Die Pflege der Alten darf nicht länger als Privatangelegenheit von Familien betrachtet werden, sondern muss in die öffentliche Hand, sagt unsere Autorin Lisa Welzhofer.
Stuttgart - Dass Deutschland bald vom Pflegenotstand in die Pflegekatastrophe schlittern könnte, belegt eine einfache Rechnung: Derzeit werden etwa drei Viertel der rund 3,4 Millionen pflegebedürftigen Männer und Frauen daheim versorgt. Meist helfen Angehörige und professionelle Pflegende zusammen. Bis zum Jahr 2050 wird die Zahl der Pflegebedürftigen auf bis zu 4,5 Millionen anwachsen, gleichzeitig wird die Zahl der Kinder und Enkel, die sich um sie kümmern können (geburtenschwache Jahrgänge!), um rund ein Drittel zurückgehen. Anders formuliert: Wer sich einmal um die Babyboomer kümmern wird, wenn sie alt sind, ist mehr als ungewiss.
Vor diesem Hintergrund werden stationäre Einrichtungen wie Pflegeheime noch wichtiger werden. Doch auch der Blick dorthin lässt nicht gerade auf ein gutversorgtes Alter für die Senioren von morgen hoffen. Schon jetzt gibt es zu wenige Heimplätze. Zwar tut das Personal sein Möglichstes, aber weil es in vielen Heimen an Geld und Kräften mangelt, können die Senioren nicht immer so versorgt werden, wie sie es eigentlich bräuchten und verdient hätten.
Durchschnittlich 2125 Euro für einen Heimplatz Eigenanteil
Dazu kommt, dass ein Heimplatz teuer ist und – das zeigen die jüngst veröffentlichen Zahlen des Verbands der Ersatzkassen – immer teurer wird. Um satte 110 Euro hat sich der Eigenanteil von Mitte 2020 bis heute erhöht auf durchschnittlich 2125 Euro. Setzt sich diese Preisentwicklung fort, ist die Frage, wie sich zukünftige Generationen, die zwar länger arbeiten müssen, aber kaum noch Möglichkeiten haben, viel fürs Alter zurück zu legen, ein solches überhaupt noch leisten können sollen.
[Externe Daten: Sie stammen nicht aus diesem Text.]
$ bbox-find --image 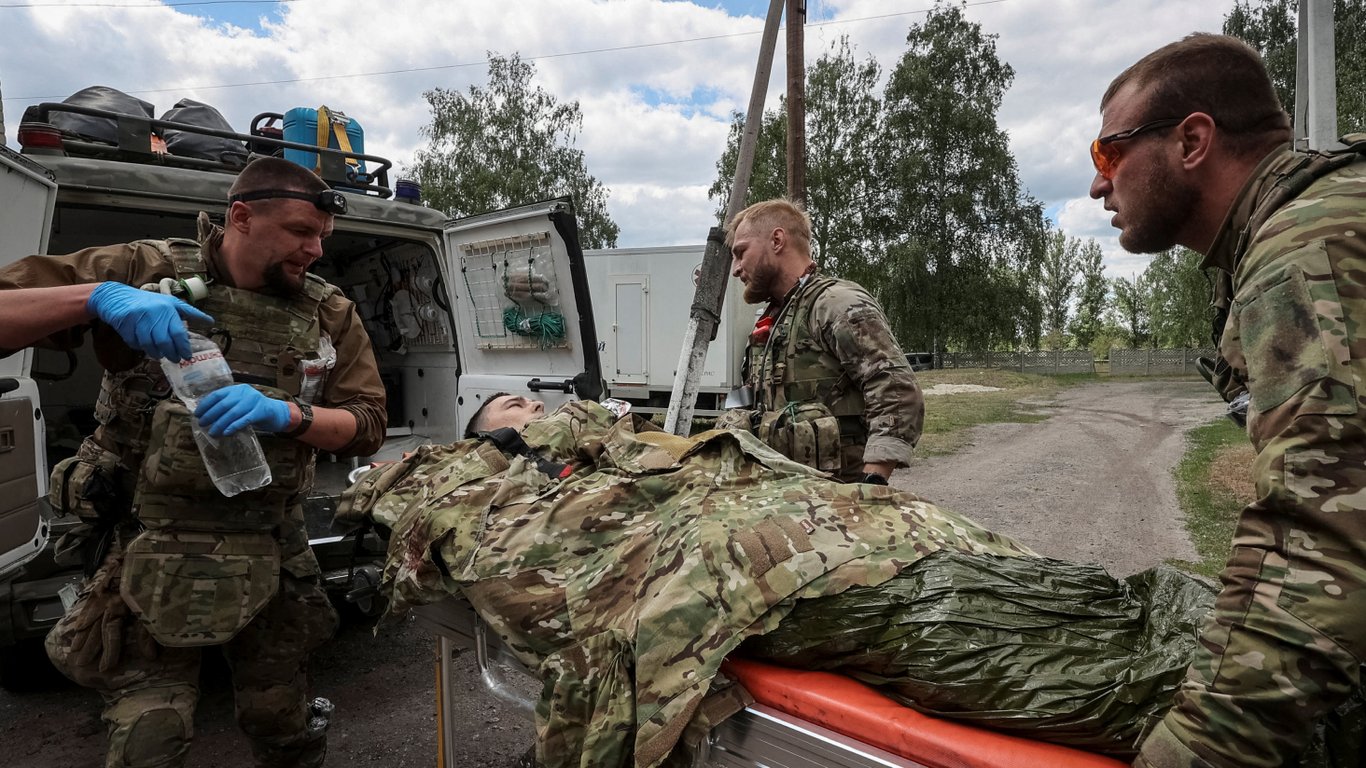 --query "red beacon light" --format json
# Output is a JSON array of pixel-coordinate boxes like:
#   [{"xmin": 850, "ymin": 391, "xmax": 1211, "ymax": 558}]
[{"xmin": 19, "ymin": 123, "xmax": 64, "ymax": 154}]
Die Politik hat das Problem zwar erkannt, doktert aber eher an den Symptomen herum, anstatt Grundsätzliches zu ändern. So hat der Bund zwar einen Zuschuss für Heimbewohner ab 2022 beschlossen, der den Eigenanteil für die reine Pflege senken wird, aber nicht an die steigenden Kosten für Unterkunft und Essen gedacht. So bemüht man sich, Pflegepersonal aus dem Ausland anzuwerben, verbessert aber nicht deren Arbeitsbedingungen (Personalschlüssel, Arbeitszeiten, unzureichende Kinderbetreuung für Arbeitskräfte).
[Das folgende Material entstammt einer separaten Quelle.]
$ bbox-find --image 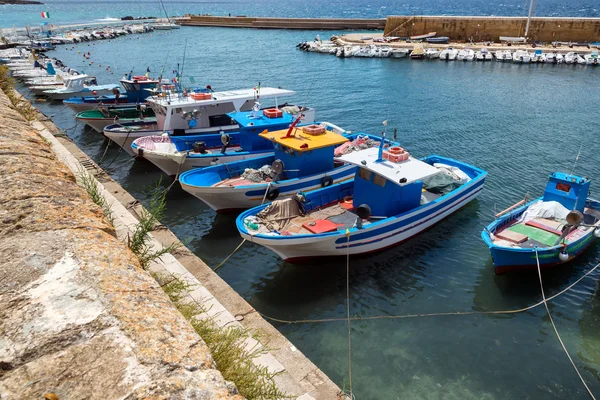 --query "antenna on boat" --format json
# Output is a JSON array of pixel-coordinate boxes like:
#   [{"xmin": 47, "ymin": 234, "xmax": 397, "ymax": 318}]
[{"xmin": 569, "ymin": 142, "xmax": 583, "ymax": 176}]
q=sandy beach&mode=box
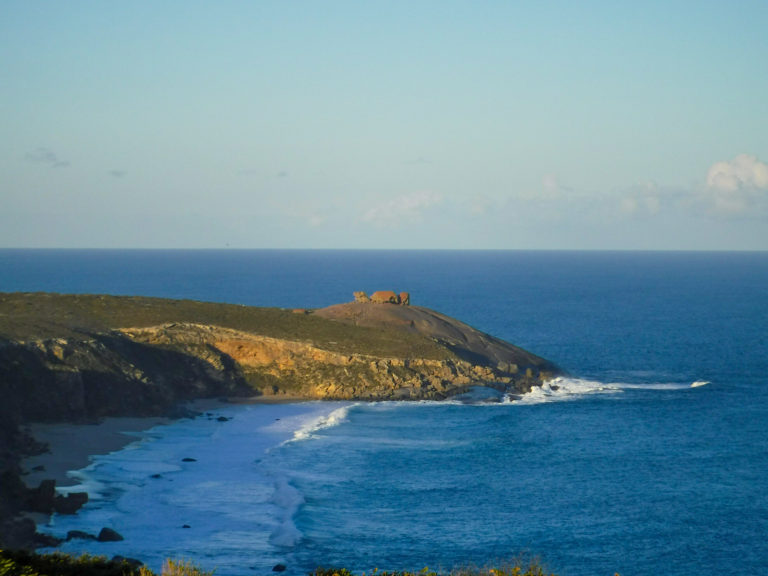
[17,396,306,488]
[21,417,171,488]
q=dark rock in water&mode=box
[53,492,88,514]
[0,518,62,550]
[67,530,96,542]
[112,556,144,570]
[96,528,125,542]
[27,480,56,514]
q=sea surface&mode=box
[0,250,768,576]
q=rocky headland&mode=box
[0,292,559,546]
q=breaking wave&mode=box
[504,377,710,404]
[287,404,356,442]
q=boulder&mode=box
[352,292,371,303]
[67,530,96,542]
[53,492,88,514]
[27,480,56,514]
[371,290,400,304]
[96,528,125,542]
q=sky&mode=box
[0,0,768,250]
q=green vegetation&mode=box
[0,550,139,576]
[0,550,564,576]
[310,558,560,576]
[0,293,453,360]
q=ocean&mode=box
[0,250,768,576]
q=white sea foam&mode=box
[504,377,709,404]
[269,478,304,548]
[287,404,356,442]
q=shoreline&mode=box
[20,395,313,492]
[21,416,173,489]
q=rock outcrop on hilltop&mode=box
[0,292,558,545]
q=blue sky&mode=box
[0,0,768,250]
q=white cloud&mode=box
[25,146,69,168]
[705,154,768,216]
[707,154,768,192]
[362,191,442,226]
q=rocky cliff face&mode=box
[0,295,557,542]
[122,324,540,400]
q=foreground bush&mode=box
[310,559,556,576]
[0,550,564,576]
[0,550,139,576]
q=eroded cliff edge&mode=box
[0,293,558,544]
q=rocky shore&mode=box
[0,294,559,547]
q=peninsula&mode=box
[0,292,559,543]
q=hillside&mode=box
[0,293,558,542]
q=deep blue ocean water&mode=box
[0,250,768,576]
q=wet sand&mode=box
[21,417,171,488]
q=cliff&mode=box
[0,294,558,544]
In Skandinavien wird Pflege über Steuern finanziert
Wie es besser gehen kann, zeigen die skandinavischen Länder, an die Deutschland viele Pflegekräfte verliert. Die Betreuung der Alten wird in Nordeuropa nicht wie in Deutschland als Privatangelegenheit der Familien – und damit meist der Frauen – betrachtet, die aus der Pflegeversicherung einen mehr oder weniger großen Zuschuss bekommen (wobei dessen Höhe perfiderweise an den Hinfälligkeitsgrad des Alten gekoppelt ist). Länder wie Schweden sehen die Pflege als staatliche Aufgabe und finanzieren eine breite Altenpflegelandschaft über Steuern. 2,5 Prozent des Bruttoinlandsprodukts fließen hinein, während es hier nur ein Prozent ist.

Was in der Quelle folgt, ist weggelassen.